Esse tempo que passei internada e depois em função da UTI, onde minha filha ficou por duas semanas, recebi o carinho de muitos de vocês e de outros que nem sabem da existência deste blog. Toda esta preocupação me ajudou a superar as tantas dificuldades que me foram impostas, mas que foram importantes para o meu crescimento.

Obrigada a todos que pensaram em mim e na minha filhota com carinho nesse período. Que todos vocês recebam em dobro tal energia. A vida realmente tem sido muito boa pra mim e a energia de vocês se tornou parte do sucesso que percorre o meu caminho.

Hoje, minha família está maior, mais madura e mais feliz e isso tudo devo a vocês também que torceram por mim mesmo sem me conhecerem, como é o caso de alguns. Me sinto ainda mais feliz por saber que mesmo pessoas que nunca cruzaram o meu caminho na realidade, cruzaram virtualmente e nutriram um carinho por mim e pela minha história sem preocupação em retribuição. Realmente não tenho palavras para agradecer.

Gostaria de deixar registrada, aqui, a minha felicidade por ter todos vocês na minha vida, seja de forma virtual ou real. Todos vocês fazem parte da pessoa melhor que me tornei, hoje, depois de ter enfrentado este mar de emoções. Por isso gostaria de desejar a todos muita felicidade, amor, saúde, sabedoria, paciência e maturidade para tirar das dificuldades o melhor que elas podem trazer.

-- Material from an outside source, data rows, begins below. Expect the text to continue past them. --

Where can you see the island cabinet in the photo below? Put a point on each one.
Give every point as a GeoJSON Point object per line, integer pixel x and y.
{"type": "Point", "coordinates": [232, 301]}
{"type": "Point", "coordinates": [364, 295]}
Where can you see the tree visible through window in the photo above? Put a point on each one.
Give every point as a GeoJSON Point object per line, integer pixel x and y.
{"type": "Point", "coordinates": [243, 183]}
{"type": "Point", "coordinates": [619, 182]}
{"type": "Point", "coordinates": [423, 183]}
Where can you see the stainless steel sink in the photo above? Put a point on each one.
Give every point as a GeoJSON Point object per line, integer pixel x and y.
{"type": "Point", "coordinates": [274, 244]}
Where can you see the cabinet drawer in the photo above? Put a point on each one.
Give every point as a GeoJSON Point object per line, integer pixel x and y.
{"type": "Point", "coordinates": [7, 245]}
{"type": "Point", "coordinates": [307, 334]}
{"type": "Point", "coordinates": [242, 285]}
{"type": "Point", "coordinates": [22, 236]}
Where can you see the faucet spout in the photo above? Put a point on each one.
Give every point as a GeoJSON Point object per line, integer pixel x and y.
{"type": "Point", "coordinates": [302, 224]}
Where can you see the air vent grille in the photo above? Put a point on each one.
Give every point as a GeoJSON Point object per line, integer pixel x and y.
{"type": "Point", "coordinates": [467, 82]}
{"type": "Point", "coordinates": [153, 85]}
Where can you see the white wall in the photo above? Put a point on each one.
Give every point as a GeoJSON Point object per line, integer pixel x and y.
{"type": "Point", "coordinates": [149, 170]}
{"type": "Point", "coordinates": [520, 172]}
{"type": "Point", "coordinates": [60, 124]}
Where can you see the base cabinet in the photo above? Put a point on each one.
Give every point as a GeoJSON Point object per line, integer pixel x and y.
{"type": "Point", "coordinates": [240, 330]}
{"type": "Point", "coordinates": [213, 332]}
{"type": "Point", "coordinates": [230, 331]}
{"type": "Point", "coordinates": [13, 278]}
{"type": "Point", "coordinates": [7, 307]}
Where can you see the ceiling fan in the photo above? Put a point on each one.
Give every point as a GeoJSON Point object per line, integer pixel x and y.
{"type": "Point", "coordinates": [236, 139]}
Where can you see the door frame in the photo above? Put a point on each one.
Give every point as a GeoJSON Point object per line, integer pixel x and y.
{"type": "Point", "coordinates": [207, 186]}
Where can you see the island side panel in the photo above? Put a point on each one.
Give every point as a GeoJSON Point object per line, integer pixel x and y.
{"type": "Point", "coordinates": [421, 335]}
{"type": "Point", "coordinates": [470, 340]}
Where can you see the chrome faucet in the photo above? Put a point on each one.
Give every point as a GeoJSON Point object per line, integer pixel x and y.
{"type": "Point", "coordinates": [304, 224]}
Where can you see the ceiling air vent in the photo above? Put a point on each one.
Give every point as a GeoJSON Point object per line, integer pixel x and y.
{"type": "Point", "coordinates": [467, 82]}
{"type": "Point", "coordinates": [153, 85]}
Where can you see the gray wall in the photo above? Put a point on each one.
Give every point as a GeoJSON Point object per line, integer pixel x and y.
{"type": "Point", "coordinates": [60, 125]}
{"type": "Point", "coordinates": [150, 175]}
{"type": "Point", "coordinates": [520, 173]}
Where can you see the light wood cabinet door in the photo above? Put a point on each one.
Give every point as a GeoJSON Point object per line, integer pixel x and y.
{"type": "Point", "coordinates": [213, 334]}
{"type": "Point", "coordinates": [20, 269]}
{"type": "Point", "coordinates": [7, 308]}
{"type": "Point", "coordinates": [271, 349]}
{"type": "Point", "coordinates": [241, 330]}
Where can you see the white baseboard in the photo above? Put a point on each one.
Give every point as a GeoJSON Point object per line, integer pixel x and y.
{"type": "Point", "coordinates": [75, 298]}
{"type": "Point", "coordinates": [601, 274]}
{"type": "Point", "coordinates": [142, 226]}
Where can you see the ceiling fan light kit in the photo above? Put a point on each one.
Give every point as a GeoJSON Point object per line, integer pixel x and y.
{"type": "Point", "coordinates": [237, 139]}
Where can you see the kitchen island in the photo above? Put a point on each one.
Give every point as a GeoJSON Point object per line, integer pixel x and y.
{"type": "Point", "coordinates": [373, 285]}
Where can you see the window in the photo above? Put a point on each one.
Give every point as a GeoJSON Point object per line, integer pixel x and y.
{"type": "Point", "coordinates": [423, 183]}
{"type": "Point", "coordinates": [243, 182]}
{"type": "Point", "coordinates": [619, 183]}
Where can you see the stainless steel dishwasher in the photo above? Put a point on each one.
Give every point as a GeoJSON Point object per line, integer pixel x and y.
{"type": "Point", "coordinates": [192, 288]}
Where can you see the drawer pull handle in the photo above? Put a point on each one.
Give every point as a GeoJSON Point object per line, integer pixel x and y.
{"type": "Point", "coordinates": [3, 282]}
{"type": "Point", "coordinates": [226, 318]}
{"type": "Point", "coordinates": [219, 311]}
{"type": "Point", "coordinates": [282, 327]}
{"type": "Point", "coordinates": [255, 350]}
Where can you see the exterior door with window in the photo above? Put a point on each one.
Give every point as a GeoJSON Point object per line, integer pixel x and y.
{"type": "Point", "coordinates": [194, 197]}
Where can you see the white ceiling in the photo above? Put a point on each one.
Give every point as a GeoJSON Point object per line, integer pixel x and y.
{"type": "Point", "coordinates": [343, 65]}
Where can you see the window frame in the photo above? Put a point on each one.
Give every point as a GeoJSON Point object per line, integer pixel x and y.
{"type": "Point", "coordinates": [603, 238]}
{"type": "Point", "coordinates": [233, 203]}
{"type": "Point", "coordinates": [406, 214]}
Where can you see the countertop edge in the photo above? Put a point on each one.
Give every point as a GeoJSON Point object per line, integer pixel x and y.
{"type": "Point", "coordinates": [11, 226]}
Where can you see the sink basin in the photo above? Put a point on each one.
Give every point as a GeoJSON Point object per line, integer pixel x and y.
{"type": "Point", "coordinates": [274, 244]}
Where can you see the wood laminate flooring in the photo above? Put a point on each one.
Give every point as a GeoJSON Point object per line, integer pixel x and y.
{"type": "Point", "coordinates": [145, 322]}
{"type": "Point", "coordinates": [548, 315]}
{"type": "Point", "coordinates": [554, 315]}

Que todos sejam felizes e que continuem sendo generosos com outras pessoas assim como foram comigo. Muito obrigada por tudo e continuem comigo no blog. Sem vocês minhas palavras só são palavras jogadas ao vento sem sentido ou compreensão. Obrigada de coração!!!!!
Aproveitem para conhecer meu site: www.gravidezabsoluta.com.br

sexta-feira, 26 de fevereiro de 2010

De volta à realidade, mas uma nova e bela realidade.


Como todos que acompanham o blog perceberam, fiquei um pouco mais de um mês sem dar notícias e sem trazer novidades. Tal acontecimento não estava previsto para esta nova fase da minha vida, mas quem já teve filhos deve entender que por vezes é preciso um tempinho para que a gente retorne à realidade, para a vida fora do ninho, tendo que viver também a vida dentro dele.

Nessa minha segunda gravidez vivi tudo bem diferente do que na primeira. Na gravidez do Gabriel foi tudo perfeito, dentro dos parâmetros de perfeição que a maioria de nós imagina para uma gravidez, parto natural, pouco peso adquirido, atividade até o final da gravidez, sensação de ser a mulher mais bonita e abençoada do mundo, porém depois encarei uma depressão pós parto que não desejo nem pro meu pior inimigo.

Agora, na gravidez da Ágatha, tudo pareceu ser complicado, circlagem, internação prolongada, dieta rigorosa para controle de açúcares, cesareana (que eu tinha um enorme medo de fazer), parto prematuro, reaprender a andar, volta pra casa sem minha filha nos braços, UTI neonatal, Lactário (mais tarde farei um texto só sobre esse assunto para vocês entenderem), mas agora vivo uma paixão louca pela minha filhota que chega até a doer.Realmente nenhuma gravidez é igual e não existe receita de bolo para uma gravidez perfeita.

O que existe é você aprender a viver cada situação com o máximo de sabedoria para que tudo seja proveitoso para o seu crescimento. Eu, pelo menos, tentei fazer isso, mas se consegui realizar minha intenção eu não sei, só sei que me sinto mais forte, mais feliz e mais realizada como mãe e mulher, depois de ter passado por tantas situações inesperadas.

Hoje sou a mulher mais feliz do mundo. Mãe de duas crianças lindas, boadrasta de mais uma e mulher de um marido que dentro de suas possibilidades é maravilhoso pra mim. Agora só falta voltar ao trabalho, lançar meu livro “Gravidez Absoluta” e ampliar meus negócios. Afinal a vida não para, ela só melhora para quem se dispõe a vivê-la em toda sua totalidade e é isso que eu quero, vou e estou fazendo. Me aguardem!!!